Cdr2, a target antigen of naturally occuring human tumor immunity, is widely expressed in gynecological tumors

Scientific Fields
Diseases
Organisms
Applications
Technique

Published in Cancer research - 15 Apr 2000

Darnell JC, Albert ML, Darnell RB

Link to Pubmed [PMID] – 10786675

Cancer Res. 2000 Apr;60(8):2136-9

The paraneoplastic neurological disorders provide perhaps the best known example of naturally occurring tumor immunity in humans. For example, patients with paraneoplastic cerebellar degeneration (PCD) appear to suppress the growth of occult breast or ovarian tumors that express a neuronal antigen termed cdr2. PCD patients harbor cdr2-specific CTLs in their peripheral blood, and these cells are likely mediators of the tumor suppression.

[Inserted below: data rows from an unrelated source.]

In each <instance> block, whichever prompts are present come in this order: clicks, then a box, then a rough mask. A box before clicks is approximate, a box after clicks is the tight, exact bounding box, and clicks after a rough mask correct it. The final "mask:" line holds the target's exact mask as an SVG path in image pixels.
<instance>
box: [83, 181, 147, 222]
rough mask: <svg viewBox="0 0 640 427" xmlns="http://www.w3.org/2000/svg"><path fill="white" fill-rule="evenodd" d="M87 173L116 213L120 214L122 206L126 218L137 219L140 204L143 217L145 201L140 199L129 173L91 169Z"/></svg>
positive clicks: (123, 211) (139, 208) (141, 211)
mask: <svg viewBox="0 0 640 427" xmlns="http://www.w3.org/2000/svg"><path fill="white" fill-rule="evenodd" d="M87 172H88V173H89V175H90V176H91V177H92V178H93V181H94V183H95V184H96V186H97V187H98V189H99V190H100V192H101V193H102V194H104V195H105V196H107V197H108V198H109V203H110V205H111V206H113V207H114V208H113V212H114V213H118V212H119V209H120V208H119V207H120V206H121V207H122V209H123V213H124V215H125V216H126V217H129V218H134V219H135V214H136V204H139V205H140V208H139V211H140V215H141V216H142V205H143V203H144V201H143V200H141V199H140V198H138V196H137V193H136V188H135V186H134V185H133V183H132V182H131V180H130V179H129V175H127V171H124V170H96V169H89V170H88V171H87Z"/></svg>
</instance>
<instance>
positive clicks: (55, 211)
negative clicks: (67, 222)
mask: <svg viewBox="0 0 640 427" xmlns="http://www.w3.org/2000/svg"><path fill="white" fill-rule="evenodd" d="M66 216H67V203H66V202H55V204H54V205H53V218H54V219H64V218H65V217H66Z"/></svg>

Whereas cdr2 therefore appears to be the target of an effective immune response in patients with PCD, the general relevance to cancer patients has been unclear, due in part to reports indicating that cdr2 is not expressed in tumors obtained from neurologically normal patients. We have reexamined this question, and we find that cdr2 is widely expressed in such tumors, indicating that cdr2 is in fact an important tumor antigen in the general population of breast and ovarian cancer patients.